Erickson described the accused officers in stark terms when explaining his motivation for introducing the bill.
“In my mind, these guys, or girls, are predators,” Erickson told InvestigateWest. “I don’t want to put more people in prison, but I want to deter them from doing this, and I think this is how we have to do that.”
Power imbalance and consent
Federal and state laws governing prison sexual contact recognize that inmates cannot meaningfully consent to sexual requests from guards. Idaho’s law requires only proof that the contact occurred — not proof of nonconsent — because incarcerated people are under the authority of the staff they would need to refuse.
Existing sexual battery statutes in Idaho also prohibit touching the groin, inner thighs, buttocks, breasts, or genital area of any person without consent. But those charges require prosecutors to prove lack of consent, a higher bar. Unlike the sexual-contact-with-a-prisoner law, the sexual battery statutes do not account for the power differential inherent in the guard-inmate relationship, making them a less reliable avenue for prosecution in correctional settings, according to the AP/InvestigateWest report.
During the Feb. 27 hearing, Rep. Chris Mathias, D-Boise, relayed a constituent’s question about whether an expanded definition would turn a hug between a guard and inmate into a life-eligible felony. Erickson said it would not.
“No, that would not be the case,” Erickson said, “because a simple hug is not for the purpose of sexual gratification.”
Department of Correction support
Tina Transue, the Idaho Department of Correction’s government relations advisor, expressed support for the bill at a March 4 meeting of the Board of Correction. Transue told InvestigateWest the legislation “gives us more teeth” and “brings us more in line with” the Prison Rape Elimination Act.

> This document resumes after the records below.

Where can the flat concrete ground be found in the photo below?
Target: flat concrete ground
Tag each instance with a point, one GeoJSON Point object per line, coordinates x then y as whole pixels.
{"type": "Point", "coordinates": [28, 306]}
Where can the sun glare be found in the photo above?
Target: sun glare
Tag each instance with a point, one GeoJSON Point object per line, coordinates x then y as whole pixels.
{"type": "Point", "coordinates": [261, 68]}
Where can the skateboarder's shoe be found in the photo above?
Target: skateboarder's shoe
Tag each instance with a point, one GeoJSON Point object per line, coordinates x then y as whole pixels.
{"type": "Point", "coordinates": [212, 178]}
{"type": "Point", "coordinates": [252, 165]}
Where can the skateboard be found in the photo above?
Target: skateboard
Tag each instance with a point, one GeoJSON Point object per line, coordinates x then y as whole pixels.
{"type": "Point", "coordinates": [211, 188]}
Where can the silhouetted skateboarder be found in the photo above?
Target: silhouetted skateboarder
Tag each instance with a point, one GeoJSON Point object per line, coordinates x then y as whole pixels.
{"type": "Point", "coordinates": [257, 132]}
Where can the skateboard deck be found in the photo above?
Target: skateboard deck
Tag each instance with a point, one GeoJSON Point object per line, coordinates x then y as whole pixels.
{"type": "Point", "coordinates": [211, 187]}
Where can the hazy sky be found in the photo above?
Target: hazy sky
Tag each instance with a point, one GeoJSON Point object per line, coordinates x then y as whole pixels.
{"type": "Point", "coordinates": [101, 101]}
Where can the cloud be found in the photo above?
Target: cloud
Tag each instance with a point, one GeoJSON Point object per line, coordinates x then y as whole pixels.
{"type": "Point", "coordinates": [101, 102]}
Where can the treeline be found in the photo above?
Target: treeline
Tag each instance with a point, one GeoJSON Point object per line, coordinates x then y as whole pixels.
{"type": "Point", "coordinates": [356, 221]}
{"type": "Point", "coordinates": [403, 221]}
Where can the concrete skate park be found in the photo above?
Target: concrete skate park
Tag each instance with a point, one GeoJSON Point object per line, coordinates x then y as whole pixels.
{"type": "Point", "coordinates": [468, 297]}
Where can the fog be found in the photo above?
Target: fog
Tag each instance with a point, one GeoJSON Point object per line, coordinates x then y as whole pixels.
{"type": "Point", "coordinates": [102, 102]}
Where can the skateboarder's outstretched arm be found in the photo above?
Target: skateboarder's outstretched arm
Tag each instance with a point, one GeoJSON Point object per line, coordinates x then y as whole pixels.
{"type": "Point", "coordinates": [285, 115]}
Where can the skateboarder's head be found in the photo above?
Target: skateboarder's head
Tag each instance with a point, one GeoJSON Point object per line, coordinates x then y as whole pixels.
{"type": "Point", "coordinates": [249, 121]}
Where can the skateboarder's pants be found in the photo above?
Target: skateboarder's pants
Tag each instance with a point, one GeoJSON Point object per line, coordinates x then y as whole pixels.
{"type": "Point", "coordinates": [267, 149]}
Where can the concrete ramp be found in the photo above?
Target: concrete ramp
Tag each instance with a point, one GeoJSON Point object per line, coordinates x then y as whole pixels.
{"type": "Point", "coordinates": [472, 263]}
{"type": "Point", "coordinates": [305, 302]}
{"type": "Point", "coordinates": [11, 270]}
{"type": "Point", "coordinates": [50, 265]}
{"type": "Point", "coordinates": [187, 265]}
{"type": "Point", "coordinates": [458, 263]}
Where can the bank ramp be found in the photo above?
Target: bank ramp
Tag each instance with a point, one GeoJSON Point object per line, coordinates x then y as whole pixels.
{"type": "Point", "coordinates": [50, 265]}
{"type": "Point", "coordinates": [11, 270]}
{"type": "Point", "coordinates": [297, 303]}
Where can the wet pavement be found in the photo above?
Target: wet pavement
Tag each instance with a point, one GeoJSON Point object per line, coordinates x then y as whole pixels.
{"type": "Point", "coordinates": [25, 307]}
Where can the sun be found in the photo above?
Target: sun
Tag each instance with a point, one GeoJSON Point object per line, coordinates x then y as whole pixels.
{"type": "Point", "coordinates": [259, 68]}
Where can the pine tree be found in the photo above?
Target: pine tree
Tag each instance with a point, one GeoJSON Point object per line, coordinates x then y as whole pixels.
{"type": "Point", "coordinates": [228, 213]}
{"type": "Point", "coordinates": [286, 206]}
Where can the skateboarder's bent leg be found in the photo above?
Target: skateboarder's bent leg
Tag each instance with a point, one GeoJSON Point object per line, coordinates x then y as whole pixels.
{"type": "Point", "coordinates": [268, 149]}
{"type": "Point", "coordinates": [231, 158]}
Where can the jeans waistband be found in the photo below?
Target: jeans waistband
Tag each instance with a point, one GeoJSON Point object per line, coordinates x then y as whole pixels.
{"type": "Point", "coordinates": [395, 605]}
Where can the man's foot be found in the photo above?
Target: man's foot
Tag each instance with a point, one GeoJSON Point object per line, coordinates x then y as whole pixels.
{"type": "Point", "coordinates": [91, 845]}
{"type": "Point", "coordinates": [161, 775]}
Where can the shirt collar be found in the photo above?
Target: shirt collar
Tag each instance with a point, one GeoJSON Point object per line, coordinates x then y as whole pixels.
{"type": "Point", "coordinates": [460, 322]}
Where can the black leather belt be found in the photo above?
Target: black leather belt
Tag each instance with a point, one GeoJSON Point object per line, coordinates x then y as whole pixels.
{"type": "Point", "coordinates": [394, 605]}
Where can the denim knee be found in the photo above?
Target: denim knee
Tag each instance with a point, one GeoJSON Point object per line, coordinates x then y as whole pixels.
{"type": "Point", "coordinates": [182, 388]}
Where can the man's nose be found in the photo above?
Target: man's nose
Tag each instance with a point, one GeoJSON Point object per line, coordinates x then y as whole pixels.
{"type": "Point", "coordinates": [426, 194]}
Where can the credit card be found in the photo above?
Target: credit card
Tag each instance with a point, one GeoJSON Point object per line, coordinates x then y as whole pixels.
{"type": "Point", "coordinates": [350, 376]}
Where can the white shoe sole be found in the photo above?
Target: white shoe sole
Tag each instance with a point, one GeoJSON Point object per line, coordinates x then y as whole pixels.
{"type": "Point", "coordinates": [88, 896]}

Erickson told lawmakers that Department of Correction Director Bree Derrick supports the bill. The department itself said it does not comment on pending legislation. Idaho State Police, the agency that investigates criminal allegations against prison staff, did not respond to requests for comment; the bill’s expanded definition could result in more police investigations and prosecutions of accused prison workers.
Legislative path and what comes next
The bill must pass the full Idaho House, then the Senate, and be signed by the governor before taking effect. The House is expected to vote this week.
Erickson said he views House Bill 696 as only an initial step. He said he plans to introduce additional legislation next year aimed at strengthening internal investigations of officers accused of sexual abuse.
“This was the easiest, quickest fix, but next year there will possibly be some other things that make sure that the internal investigations are happening a little stronger,” Erickson said. “And Idaho State Police has indicated that they’re going to ramp up their efforts on that as well.”
Joseph Filicetti, who drafted the 1993 law as an Ada County deputy prosecutor and now works as a defense attorney — including having represented one of the guards charged under the statute — said last year that the existing law does not do enough to protect people in custody.